Question

Whay ranking count data lead to uniform distribution of the features ?

0

Entering edit mode

9.8 years ago

jack ▴ 960

One of the normalization methods of count data is ranking . that is you rank the expression of each genes across different samples and it's lead to uniform distribution for every gene.

Does someone knows why it leads to uniform distribution ?

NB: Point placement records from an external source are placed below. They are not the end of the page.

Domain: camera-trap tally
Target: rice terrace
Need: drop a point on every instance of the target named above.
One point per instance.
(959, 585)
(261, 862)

RNA-Seq R rna-seq next-gen sequencing • 2.7k views

ADD COMMENT • link updated 2.4 years ago by Ram 43k • written 9.8 years ago by jack ▴ 960

Ram · Answer 1 · 2014-07-25

I guess it doesn't. I guess you do not mean 'uniform'? Please try to read a bit on topic before you make such claims.

Edit, your claim is not (generally) true, in case of ties in ranks! (Proof trivial)

Please read "3.2.9 Ranks" of the paper you cite:

The ranks are uniformly distributed from zero to the sample size . Hence, the ranks lead to exactly the same distribution for all genes, which directly leads to exactly equal means and variances for all genes.

While you claim:

that is you rank the expression of each genes across different samples and it's lead to uniform distribution for every gene.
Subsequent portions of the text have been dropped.